Decoding ML Deployment Best Practices
Build a maintainable and affordable platform for your Models from scratch? Here’s 5 tips to start off on the right foot.
1) Use Containers & Container Orchestration:
Use Docker & Kubernetes for scaling and managing the infrastructure for running multiple models.
This provides efficiencies as it helps in creating a central place for managing and organizing the hardware, and allows for the same hardware to be used for multiple models.
2) Use Job Queueing:
Job queueing is a system used to ensure that data processing is done in an orderly manner no matter how many GPUs are available at any given time.
It is important to note that GPUs can only run one model at a time, so models must be shut down once they are finished for the next one to run.
3) Use Event-based Architecture:
An event-based architecture allows for asynchronous execution of events and activities to reduce the amount of idle time for GPUs, making them available for inference jobs as soon as new data becomes available.

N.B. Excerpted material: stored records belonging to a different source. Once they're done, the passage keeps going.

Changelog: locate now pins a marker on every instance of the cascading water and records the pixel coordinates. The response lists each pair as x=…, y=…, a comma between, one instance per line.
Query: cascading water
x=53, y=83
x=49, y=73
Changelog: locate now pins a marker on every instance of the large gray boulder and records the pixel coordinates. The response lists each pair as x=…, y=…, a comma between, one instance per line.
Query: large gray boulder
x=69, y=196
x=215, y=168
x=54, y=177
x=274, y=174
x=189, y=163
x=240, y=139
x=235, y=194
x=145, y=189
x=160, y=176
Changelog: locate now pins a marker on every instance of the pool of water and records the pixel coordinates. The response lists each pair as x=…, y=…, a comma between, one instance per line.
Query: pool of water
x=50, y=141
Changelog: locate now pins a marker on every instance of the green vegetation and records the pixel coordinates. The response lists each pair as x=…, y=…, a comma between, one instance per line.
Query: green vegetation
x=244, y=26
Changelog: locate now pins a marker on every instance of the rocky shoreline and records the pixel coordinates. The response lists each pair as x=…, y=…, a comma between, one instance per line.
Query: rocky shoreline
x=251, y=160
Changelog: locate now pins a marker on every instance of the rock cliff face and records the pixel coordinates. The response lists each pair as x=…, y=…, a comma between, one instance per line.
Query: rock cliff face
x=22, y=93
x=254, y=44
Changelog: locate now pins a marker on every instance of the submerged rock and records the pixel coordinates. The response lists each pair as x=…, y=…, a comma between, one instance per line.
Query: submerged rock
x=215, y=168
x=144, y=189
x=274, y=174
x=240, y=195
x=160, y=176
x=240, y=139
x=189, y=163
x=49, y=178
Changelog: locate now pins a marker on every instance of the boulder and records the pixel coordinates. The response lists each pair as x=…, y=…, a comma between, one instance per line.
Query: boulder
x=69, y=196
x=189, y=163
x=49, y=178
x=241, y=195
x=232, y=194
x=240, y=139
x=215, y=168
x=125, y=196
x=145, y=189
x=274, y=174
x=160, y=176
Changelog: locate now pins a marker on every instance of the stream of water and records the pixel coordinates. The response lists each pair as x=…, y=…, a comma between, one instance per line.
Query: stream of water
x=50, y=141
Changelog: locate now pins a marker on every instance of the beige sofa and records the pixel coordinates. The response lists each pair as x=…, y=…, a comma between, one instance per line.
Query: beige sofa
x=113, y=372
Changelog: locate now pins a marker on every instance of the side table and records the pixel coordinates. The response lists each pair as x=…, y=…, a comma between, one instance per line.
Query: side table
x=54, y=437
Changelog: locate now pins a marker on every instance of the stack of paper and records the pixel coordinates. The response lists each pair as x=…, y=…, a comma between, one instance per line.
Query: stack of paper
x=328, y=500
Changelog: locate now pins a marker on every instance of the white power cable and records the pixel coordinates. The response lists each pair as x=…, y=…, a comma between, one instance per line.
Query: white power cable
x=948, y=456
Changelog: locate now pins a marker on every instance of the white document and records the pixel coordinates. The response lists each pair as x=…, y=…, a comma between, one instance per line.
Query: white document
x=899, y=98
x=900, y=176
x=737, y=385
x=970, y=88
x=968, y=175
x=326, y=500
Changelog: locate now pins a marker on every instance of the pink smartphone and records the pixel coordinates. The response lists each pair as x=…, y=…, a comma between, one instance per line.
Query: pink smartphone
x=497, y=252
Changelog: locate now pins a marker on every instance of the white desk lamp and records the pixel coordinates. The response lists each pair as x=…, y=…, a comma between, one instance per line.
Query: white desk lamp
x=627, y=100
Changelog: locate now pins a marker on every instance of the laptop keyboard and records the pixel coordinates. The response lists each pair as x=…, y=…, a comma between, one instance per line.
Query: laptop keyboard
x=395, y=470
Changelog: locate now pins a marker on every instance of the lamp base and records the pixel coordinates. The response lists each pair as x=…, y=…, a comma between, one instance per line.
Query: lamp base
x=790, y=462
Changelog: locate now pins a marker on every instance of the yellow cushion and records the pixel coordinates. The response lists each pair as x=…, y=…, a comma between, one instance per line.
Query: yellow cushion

With this architecture, you can define multiple GPU nodes within a container orchestrator such as Kubernetes, and select the smallest piece of hardware that your model can run on to right-size the hardware for the job.
4) Batch Process with a Single Model:
A single model is hosted in the cloud on a GPU or CPU for processing a batch of data.
Batch data can be submitted to the model service for processing, and the GPU can then be manually shut down to save costs.
To maximize efficiency, the model should be packed with data to ensure the highest GPU utilization.
5) Process real-time data with a Single Model:
Real-time or streaming data processing requires a sufficient amount of GPU hardware to be running 24/7 in order to ensure quick results.
To save costs, a solution should be designed that can scale up and down according to peaks and troughs of activity.
It may not be as cost-effective as batch processing, but it can still result in cost savings.